Physical Therapists are professionals, educated and trained to administer interventions. As stated in The Guide to Physical Therapist Practice, interventions are the skilled and purposeful use of physical therapy methods and techniques to produce changes consistent with the diagnosis, prognosis, and goal of the patient or client. Common interventions in the treatment of Biceps Tendinitis include:

  • Manual Therapeutic Technique (MTT): hands on care including soft tissue massage, deep friction massage and joint mobilization by a physical therapist to regain mobility and range of motion of the shoulder and tendon.
  • Therapeutic Exercises (TE) including stretching and strengthening exercises to regain range of motion and strengthen the shoulder and effected muscle.
  • Neuromuscular Reeducation (NMR) to restore stability, retrain the upper extremity, and improve movement technique and mechanics (for example, throwing, lifting and over head activities) in daily use of the involved upper extremity.
  • Modalities that can include the use of ultrasound, electrical stimulation, ice, cold laser and others to decrease pain and inflammation at the shoulder and tendon.
  • Home program that includes strengthening, stretching and stabilization exercises as well as instructions to help the person perform daily tasks and advance to the next functional level.

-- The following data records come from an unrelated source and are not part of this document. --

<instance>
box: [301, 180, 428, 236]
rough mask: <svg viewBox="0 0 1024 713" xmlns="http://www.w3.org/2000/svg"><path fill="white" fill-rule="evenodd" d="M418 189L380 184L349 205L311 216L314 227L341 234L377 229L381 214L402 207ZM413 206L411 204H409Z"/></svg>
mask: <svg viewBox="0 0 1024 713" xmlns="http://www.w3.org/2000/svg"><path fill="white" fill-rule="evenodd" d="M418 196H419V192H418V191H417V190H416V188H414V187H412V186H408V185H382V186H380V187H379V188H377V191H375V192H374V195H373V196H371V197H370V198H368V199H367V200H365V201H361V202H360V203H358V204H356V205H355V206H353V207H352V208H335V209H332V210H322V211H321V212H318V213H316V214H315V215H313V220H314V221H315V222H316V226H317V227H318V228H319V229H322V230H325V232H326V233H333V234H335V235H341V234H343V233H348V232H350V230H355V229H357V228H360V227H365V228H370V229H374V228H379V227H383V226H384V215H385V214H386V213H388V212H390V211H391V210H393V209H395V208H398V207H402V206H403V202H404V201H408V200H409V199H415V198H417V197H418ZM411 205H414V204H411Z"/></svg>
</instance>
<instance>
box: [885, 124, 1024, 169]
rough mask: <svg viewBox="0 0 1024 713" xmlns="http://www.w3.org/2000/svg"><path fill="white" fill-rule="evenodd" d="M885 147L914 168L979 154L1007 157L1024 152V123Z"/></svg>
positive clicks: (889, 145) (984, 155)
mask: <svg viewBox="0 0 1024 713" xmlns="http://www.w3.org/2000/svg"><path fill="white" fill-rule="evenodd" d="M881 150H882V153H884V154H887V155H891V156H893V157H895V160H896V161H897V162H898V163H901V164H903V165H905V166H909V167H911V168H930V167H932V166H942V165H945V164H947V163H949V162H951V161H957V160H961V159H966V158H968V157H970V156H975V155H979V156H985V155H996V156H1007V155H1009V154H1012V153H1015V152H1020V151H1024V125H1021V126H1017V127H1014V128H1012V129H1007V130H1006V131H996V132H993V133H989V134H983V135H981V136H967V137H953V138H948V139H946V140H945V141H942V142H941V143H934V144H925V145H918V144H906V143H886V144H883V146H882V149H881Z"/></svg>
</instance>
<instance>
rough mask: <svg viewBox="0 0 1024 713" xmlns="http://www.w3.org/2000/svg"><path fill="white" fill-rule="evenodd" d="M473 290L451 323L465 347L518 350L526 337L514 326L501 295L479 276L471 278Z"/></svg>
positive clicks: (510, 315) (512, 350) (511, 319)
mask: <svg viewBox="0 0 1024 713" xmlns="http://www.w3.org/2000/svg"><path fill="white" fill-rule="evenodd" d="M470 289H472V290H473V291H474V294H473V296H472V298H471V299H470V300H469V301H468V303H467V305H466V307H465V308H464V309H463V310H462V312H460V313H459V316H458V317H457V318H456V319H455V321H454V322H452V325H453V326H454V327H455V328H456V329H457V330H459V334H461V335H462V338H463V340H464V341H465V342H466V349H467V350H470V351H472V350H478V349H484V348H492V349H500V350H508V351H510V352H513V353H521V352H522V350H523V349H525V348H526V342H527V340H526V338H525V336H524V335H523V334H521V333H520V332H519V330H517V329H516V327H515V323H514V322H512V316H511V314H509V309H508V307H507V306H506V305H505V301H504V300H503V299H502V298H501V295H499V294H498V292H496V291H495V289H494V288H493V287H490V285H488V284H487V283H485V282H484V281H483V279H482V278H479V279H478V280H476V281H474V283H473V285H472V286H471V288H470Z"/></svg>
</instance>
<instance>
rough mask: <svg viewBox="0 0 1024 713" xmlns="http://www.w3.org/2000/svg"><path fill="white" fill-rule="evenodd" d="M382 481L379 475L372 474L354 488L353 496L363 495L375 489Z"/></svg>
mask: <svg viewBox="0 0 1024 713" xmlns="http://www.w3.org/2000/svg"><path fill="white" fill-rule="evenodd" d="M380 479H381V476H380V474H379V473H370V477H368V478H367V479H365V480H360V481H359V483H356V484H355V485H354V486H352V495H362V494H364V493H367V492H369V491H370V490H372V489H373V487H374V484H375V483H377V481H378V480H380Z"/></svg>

Procedures that your physician may recommend and perform in addition to physical therapy.

  • REST and ICE
  • The use of NSAIDS (Non Steroidal Anti-Inflammatory Drugs)
  • Steroidal injections to reduce inflammation
  • Pain medication to reduce the discomfort and allow the patient to perform the recommended exercises
  • Surgery to correct underlying pathology or the cause of the tendinitis in the case of a significant impingement or instability that can produce biceps tendinitis.

Prognosis

Most people recover full function following a course of conservative care that includes physical therapy, medication and/or injections. Those with more involved situations such as impingement with bone spurs will do well with surgical decompression of the area. Tendon tear outcomes depend on the size of the tear, integrity of the tissue, age and preoperative condition of the patient. Please refer to the Rotator Cuff Tear section for more information on tendon tears.

Prevention

It is easier to prevent tendinitis than to treat it. Below are some tips to reduce the risk of tendinitis.

  • Warm up lightly before activity to improve circulation and lubricate the muscle and tendon. Warm up should be performed to the area that will be used.
  • Stretch the tendons and muscles you will be using after your warm up prior to the activity, and after it. Do not bounce when stretching. Instead, hold the stretch for 15-20 seconds.
  • Strengthen the muscles and tendons that you need to use for your activity. A regular strengthening program three times a week will keep muscles prepared for the job you are asking them to perform.
  • Do not work through pain. Listen to your body. Avoid the “no pain, no gain” philosophy.